Comment l’agroécologie protège la nature et favorise les cultures

Changement climatiqueEnvironnementSanté des sols

Notes au radiodiffuseur

Dans de nombreuses communautés rurales, les agriculteurs et agricultrices constatent des changements dans les saisons. Les pluies sont de moins en moins prévisibles, les périodes de sécheresse sont plus longues et les inondations sont plus fréquentes. Ces changements rendent la culture des plantes et la planification de l’avenir plus difficiles.

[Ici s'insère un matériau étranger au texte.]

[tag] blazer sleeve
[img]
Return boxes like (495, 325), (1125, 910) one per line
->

L’agroécologie est une méthode agricole qui travaille en harmonie avec la nature pour protéger et préserver l’environnement. Alors que le changement climatique continue d’affecter l’agriculture, elle offre une solution pratique et durable aux agriculteurs et agricultrices.

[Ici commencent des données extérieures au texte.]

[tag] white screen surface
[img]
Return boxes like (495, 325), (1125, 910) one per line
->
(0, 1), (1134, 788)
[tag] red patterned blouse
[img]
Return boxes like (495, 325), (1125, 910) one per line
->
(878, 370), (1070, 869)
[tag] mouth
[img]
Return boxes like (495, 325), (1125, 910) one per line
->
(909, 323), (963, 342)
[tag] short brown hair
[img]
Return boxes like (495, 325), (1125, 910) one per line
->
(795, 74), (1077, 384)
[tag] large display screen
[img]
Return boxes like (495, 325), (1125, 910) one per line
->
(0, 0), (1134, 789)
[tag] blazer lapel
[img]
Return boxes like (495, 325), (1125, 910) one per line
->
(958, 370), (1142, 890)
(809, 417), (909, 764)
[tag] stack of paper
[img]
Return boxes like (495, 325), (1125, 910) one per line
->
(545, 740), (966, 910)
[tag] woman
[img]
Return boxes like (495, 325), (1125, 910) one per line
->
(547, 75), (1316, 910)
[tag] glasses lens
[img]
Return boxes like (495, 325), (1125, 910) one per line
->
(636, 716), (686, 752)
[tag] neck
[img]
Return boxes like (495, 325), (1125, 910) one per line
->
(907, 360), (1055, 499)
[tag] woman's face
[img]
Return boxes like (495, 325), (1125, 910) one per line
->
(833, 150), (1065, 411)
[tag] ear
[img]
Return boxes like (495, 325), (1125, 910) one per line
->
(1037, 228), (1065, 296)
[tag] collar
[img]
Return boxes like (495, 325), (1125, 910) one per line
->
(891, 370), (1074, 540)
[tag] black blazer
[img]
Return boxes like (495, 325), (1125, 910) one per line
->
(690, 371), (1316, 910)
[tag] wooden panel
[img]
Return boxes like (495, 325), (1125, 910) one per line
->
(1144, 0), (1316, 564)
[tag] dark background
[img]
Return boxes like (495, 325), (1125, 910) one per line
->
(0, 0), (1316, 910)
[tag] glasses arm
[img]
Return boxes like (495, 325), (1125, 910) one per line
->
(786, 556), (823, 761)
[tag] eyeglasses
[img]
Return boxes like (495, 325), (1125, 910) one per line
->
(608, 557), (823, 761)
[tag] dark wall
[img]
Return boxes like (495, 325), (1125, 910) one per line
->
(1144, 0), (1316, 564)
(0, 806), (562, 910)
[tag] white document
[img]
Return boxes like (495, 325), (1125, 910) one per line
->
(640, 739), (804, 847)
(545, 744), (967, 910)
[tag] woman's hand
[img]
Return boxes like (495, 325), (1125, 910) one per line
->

Le secteur agricole est en effet très vulnérable au changement climatique. Les agriculteurs et agricultrices sont confrontés à des défis croissants, tels qu’une faible pluviométrie entraînant la sécheresse et des précipitations excessives provoquant des inondations. En adoptant l’agroécologie, les agriculteurs et agricultrices peuvent renforcer la résilience de leurs cultures et augmenter leurs chances d’obtenir une récolte stable, par rapport à ceux qui s’appuient uniquement sur l’agriculture pluviale conventionnelle.

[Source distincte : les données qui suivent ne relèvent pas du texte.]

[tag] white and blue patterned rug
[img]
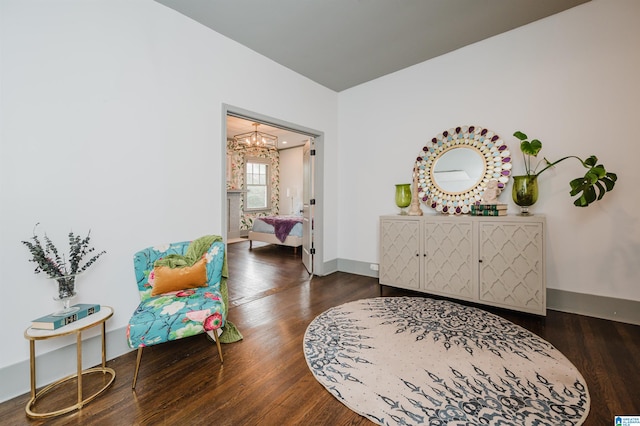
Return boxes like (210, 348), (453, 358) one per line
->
(304, 297), (590, 426)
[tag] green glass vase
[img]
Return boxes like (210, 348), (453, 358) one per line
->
(511, 175), (538, 216)
(396, 183), (411, 215)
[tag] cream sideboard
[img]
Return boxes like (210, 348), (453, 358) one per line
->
(380, 215), (546, 315)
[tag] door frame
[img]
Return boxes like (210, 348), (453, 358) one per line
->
(220, 103), (325, 276)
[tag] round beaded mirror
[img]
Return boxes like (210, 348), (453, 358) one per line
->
(414, 126), (512, 214)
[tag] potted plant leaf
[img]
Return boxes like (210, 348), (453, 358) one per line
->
(512, 130), (618, 215)
(22, 223), (106, 314)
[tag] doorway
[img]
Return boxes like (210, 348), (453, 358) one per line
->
(221, 105), (324, 275)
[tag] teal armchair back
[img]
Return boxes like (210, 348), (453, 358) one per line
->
(127, 238), (227, 388)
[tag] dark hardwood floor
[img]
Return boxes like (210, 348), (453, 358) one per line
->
(0, 238), (640, 426)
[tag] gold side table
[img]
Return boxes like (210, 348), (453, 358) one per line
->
(24, 306), (116, 418)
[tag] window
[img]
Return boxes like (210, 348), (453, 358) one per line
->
(244, 158), (271, 211)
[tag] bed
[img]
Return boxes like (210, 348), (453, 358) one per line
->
(249, 215), (302, 253)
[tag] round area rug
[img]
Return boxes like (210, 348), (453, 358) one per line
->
(304, 297), (590, 426)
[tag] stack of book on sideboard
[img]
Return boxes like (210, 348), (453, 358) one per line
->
(471, 203), (507, 216)
(31, 303), (100, 330)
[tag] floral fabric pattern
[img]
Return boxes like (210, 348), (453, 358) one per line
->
(127, 241), (227, 348)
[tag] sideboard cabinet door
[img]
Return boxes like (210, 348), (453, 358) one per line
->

Ce script radio montre comment l’agroécologie peut aider les agriculteurs et agricultrices à s’adapter au changement climatique et à maintenir des rendements plus fiables, même en période de sécheresse. Il présente les expériences d’agriculteurs et agricultrices du district de Chamwino, Région de Dodoma, en Tanzanie.

Pour adapter ce programme à votre station, vous pouvez faire appel à des comédiens de doublage ou adapter le contenu pour refléter les réalités locales. Si c’est le cas, assurez-vous d’informer votre public et d’expliquer que le programme est basé sur de véritables entretiens adaptés à un public plus large.

Si vous souhaitez produire votre propre émission sur l’agroécologie, pensez à interviewer des agriculteurs et agricultrices locaux et des experts en environnement. Vous pourriez leur poser des questions telles que :

Vous pourriez leur poser des questions telles que :

  • Qu’est-ce que l’agriculture agroécologique et comment fonctionne-t-elle ?
  • Quels sont les avantages de l’agriculture agroécologique et en quoi cela profite-t-il aux agriculteurs et agricultrices ?
  • Combien d’agriculteurs et d’agricultrices de votre région pratiquent l’agroécologie ? Quels sont les défis auxquels ils sont confrontés?

La durée de l’émission, introduction et conclusion comprises, est d’environ 25 minutes.

Texte

MUSIQUE D’INTRO, PUIS FONDU

ANIMATEUR /ANIMATRICE :
Bonjour chers auditeurs / chères auditrices, je m’appelle [nom] et dans cet épisode, nous allons découvrir comment l’agroécologie peut aider les agriculteurs et agricultrices tanzaniens à surmonter les défis croissants liés au changement climatique.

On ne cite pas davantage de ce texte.